参考になった記事(日経ビジネスオンライン)
堤:ところが、ゼロスクラッチから立ち上げるスタートアップの場合にはそうはいかない。何しろ「ゼロから」ですから、製品やサービスのアイデアだけは自分の頭にあるでしょうが、顧客はいないし、幾らで作って、幾らでどのように売るのかといったビジネスモデル自体も固まっておらず、これから作っていく状態です。ビジネスモデルのアイデアはあるかもしれないですが、全く実証されていないし、それが機能するかも分かっていませんから、それをまずは1つひとつ確かめながら、まさに「探っていく」必要があるわけです。
このように「探る」わけですから、当然試行錯誤は避けて通れない。ならば、最初から全てが万事うまくいくなんて思わず、考えていることは「仮説」でしかないとしっかりと認識をして、逆に小さな失敗を素早く繰り返してでも、その仮説の何が間違っていて何が正しいのかを効率的に検証していくことが大事なのです。そして、このことこそが、顧客開発モデルにせよ、リーンスタートアップにせよ、その根幹をなす哲学になっているのです。

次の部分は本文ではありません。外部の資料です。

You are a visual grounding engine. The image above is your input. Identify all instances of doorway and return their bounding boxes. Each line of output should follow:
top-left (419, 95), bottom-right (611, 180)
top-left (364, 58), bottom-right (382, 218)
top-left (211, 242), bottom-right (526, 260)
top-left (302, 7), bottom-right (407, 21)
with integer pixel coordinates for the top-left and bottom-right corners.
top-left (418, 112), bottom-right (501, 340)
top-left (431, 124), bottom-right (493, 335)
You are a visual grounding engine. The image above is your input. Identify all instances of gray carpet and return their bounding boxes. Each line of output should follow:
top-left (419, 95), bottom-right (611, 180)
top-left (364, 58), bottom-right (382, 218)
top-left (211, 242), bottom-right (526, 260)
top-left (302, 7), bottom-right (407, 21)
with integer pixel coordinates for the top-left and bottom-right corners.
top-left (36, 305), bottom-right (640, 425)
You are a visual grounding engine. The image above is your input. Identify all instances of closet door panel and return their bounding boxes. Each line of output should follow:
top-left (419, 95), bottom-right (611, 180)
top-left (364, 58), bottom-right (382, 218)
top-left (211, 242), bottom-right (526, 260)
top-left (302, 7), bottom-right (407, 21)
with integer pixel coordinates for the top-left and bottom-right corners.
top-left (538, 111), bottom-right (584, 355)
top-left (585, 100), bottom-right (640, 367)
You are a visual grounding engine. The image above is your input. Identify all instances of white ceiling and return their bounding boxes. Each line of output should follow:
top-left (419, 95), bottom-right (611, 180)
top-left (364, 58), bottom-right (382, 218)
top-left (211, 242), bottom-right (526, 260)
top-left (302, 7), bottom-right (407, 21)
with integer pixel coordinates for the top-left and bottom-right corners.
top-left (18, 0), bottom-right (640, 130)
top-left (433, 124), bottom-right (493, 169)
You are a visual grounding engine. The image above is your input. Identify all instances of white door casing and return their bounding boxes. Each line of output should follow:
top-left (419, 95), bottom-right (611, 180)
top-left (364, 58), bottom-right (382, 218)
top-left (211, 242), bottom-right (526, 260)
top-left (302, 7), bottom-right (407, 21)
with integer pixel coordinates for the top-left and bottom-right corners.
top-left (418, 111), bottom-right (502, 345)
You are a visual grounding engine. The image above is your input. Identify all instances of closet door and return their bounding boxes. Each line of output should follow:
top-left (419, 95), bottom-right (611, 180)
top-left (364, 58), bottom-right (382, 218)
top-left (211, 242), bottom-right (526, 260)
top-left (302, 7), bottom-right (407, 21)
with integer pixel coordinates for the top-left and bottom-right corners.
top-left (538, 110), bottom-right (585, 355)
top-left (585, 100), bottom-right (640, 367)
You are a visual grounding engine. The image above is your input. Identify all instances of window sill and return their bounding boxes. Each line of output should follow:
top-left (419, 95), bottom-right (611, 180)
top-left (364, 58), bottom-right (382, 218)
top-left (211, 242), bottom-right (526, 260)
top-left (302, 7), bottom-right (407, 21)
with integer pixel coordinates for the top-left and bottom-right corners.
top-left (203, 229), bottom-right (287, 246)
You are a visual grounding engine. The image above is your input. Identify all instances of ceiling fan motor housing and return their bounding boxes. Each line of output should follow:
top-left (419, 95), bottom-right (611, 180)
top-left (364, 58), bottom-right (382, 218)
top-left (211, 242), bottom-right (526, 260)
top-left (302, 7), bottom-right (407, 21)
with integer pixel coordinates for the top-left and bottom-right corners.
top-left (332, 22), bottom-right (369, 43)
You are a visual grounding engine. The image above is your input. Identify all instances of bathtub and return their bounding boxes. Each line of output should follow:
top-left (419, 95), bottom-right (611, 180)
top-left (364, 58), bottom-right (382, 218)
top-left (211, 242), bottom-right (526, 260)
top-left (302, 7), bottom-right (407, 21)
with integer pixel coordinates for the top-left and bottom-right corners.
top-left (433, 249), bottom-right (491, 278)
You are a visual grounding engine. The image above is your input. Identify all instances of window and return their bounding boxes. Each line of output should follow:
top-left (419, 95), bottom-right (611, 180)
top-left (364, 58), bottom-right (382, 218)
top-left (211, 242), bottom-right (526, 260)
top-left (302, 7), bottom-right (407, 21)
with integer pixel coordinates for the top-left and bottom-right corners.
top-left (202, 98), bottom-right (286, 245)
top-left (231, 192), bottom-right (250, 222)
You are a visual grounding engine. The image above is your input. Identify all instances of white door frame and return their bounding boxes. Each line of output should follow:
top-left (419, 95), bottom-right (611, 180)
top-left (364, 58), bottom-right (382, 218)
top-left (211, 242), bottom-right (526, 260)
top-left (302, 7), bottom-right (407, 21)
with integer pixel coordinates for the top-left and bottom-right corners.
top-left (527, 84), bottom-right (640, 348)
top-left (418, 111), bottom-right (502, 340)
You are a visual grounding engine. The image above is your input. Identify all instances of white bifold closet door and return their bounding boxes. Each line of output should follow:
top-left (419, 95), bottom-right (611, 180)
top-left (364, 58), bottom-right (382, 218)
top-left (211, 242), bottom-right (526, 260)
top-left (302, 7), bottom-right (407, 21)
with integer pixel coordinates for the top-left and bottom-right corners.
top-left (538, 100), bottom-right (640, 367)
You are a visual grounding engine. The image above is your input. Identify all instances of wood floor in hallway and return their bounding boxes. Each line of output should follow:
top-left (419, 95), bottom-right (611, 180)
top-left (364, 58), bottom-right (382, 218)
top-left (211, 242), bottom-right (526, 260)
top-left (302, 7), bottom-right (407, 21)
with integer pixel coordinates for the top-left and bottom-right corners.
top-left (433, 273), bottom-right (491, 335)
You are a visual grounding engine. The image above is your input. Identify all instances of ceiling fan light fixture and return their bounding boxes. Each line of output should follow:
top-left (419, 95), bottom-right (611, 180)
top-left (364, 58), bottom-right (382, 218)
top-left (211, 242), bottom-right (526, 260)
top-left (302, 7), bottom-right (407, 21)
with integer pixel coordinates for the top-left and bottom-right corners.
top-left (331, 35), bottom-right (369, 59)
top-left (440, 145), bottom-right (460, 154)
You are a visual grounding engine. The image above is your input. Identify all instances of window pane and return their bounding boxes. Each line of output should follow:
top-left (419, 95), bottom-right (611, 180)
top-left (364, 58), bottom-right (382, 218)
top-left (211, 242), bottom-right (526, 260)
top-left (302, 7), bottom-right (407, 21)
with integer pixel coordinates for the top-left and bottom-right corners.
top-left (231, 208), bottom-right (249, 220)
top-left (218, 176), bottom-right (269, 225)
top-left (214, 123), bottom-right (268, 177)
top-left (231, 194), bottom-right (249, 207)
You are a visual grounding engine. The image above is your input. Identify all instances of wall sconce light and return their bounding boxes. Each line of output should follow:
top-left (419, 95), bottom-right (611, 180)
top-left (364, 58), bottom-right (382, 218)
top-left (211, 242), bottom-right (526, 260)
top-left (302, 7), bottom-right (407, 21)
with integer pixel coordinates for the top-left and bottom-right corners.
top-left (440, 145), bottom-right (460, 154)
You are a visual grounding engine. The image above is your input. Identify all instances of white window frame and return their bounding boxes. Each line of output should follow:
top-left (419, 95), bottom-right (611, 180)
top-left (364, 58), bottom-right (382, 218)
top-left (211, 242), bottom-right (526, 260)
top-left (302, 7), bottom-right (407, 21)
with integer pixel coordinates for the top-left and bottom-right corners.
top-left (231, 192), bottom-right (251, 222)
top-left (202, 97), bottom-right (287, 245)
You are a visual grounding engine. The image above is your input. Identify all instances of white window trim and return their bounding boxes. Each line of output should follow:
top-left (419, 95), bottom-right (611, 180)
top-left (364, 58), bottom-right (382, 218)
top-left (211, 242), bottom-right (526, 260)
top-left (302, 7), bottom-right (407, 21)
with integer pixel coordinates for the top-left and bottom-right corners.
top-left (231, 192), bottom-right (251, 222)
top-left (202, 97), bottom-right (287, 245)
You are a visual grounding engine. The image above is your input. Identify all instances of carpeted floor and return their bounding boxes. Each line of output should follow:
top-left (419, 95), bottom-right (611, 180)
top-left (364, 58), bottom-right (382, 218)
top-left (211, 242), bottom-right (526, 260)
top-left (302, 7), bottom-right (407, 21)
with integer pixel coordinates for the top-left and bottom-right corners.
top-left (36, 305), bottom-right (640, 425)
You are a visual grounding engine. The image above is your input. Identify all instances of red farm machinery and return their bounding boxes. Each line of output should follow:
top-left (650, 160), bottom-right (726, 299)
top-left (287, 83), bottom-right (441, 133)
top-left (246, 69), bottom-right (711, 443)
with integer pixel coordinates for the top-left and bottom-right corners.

仮説を検証すべき最も重要な相手が「顧客」であるわけですが、一発でニーズに合致していました!ということはまずない。だから「いかなるビジネスプランも、顧客と対話すると無傷ではいられない」。
つまり、仮説だらけのスタートアップのビジネスプランは顧客との対話により学んだことで、すぐに修正することになる。だからその前提で考えないとだめですよ」と呼びかけているわけです。